Rachel M. Gillum, Ph.D.
National security professional working within the nexus of global affairs and technology
Dr. Rachel Gillum is an international security expert with over a decade of experience working with the U.S. government, multinational corporations, and within academia.
Rachel is a visiting scholar at Stanford University's Immigration Policy Lab where she is working with a team of European and American scholars to develop innovative immigrant integration policy analysis tools. Her work appears in the Washington Post, Talking Points Memo, as well as a number of scholarly publications. Her book with University of Michigan Press, Muslims in a Post-9/11 America: A Survey of Attitudes and Beliefs and Their Implications for U.S. National Security Policy, explores how government counterterrorism policies can alienate the country’s most integrated Muslims and become counterproductive to national security.
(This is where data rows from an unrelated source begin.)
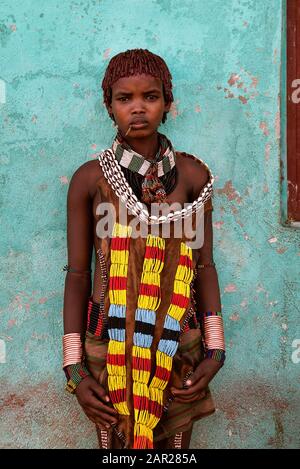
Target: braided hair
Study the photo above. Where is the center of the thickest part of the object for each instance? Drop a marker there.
(135, 62)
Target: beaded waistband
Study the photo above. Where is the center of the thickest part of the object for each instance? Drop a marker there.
(97, 320)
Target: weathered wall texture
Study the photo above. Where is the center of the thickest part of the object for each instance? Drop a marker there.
(225, 58)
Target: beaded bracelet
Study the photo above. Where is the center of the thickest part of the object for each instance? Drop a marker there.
(217, 354)
(73, 366)
(213, 330)
(75, 373)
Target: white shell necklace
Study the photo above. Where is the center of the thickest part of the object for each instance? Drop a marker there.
(113, 173)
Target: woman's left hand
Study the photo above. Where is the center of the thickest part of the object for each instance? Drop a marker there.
(198, 382)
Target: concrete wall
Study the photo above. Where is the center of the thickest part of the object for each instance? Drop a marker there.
(225, 58)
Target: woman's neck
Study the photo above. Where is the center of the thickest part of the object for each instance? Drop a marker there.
(147, 147)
Muslim American National Opinion Survey (MANOS)
The Muslim American National Opinion Survey (MANOS) is an original survey that aims to better understand the political attitudes and behaviors of the diverse community of Muslims living in the United States. The survey provides one of the few nationally-representative samples of Muslim-American opinion, and covers a variety of topics ranging from perspectives on American identity, religious life, and attitudes towards the U.S. government and security apparatus. The survey design also includes a series of randomized, “between-subjects” experiments.
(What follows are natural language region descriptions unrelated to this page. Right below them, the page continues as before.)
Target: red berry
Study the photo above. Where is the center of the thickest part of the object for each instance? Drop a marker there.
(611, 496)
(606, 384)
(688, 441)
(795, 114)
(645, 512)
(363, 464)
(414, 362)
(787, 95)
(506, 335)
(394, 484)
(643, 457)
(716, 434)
The Muslim American National Opinion Survey was administered to an online panel of 500 self-identified Muslims living across the United States. The survey was fielded from February 2, 2013 through March 19, 2013 and was conducted by the international polling firm, YouGov. The data set captures respondents living in 45 U.S. states plus the District of Columbia, as well as foreign-born respondents from 46 different nations.
The project was funded by the National Science Foundation’s EDGE-SBE Research Funding Program and Stanford’s Office of the Vice Provost for Graduate Education (VPGE).